Kre could visibly see Kitalia’s lip curl up into a visceral snarl.
Rodi. He could see her forming the name on her lips, ready to spit it out like it was something rotten.
The clomping of hooves got closer, and the torchlight flickered through the underbrush they hid behind, enough to cause shadows behind them. Through the small gaps in the leaves, Kre could see a single Ranger on horse trailing behind a walking Rodi. A long rope bound Rodi’s wrists and the other end was tied to the Ranger’s saddle.
Kre began to wonder if perhaps Rodi wasn’t a traitor after all, if perhaps he was being coerced to work with the Rangers.
“Jess ya be sure ya gots me money,” Rodi called back in his sing-song way. “I ain’t be doin’ dis out of me own kindness ya know.”
The Ranger laughed and he pulled the horse to a halt, not twenty feet from their hiding spot. “Oh, I know. Trust me, you’ll get your payment… IF your information pans out.”
“I should be gettin’ half na, ya know,” Rodi muttered grumpily.
“You’re alive,” the Ranger snarled. “Count that among your payment. Get to finding that hidden door and we’ll make sure it stays that way.”
Rodi sighed and muttered something under his breath. He started to push through some of the bushes on the far side of the clearing while the Ranger leaned forward in his saddle, obviously bored and annoyed with his assigned task.
A shrill whistle broke through the trees. Five notes of differing pitches, one after the other in a short little ditty.
The Ranger perked up, head cocked listening to the whistle. “Time to go little man,” he called down to Rodi. “Even if we found this escape hatch, they’re long gone.” He pulled sharply at the rope, causing Rodi to fall to the ground and slide a few feet as the Ranger turned his horse.
If Rodi had a reply, it was lost as he was dragged along the ground away from where Kre and Kitalia were hidden.
“I shall kill him,” she snarled, releasing the pent-up anger she had likely been harboring since the moment he walked into the clearing.
“How about we run,” Kre suggested. “I like that idea better, since he’s back where the Rangers are all likely gathered in one large unassailable group.”
“They are sending out patrols to the east and south, knowing that we would be headed in one of those directions.” She still bore the look of hatred on her face, seething at what Rodi had done.
“East towards the port city, where we could have gotten a ship,” Kre thought aloud to himself, mostly to make sure he understood the grimness of the situation at hand. “South to the river, where we might have been able to find a way to float down to the main highway, close to the Wyrth border.”

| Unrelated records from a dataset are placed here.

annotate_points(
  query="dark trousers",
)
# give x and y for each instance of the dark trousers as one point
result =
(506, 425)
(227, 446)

He snapped his fingers, “We could go northeast to Sandort where I can turn myself in to the court and have them arrange the rest of my trip to the Citadel.”
Kitalia gave him an odd look, something resembling pity, sadness, and disgust all in one. “You never read the court documents, have you?”
Kre shook his head. “Well, no,” he admitted. “There wasn’t really a need to since I suffered through the trial. Braun compiled them on our last night in town and things sort of… advanced quickly after that.”
“I see. We need to rectify that, but not here. Suffice to say, you cannot go to Sandort. I may not know what happened that night the crime was committed, but I do know that these documents tell a very different story than what you tell. If you go to Sandort, you will be executed.”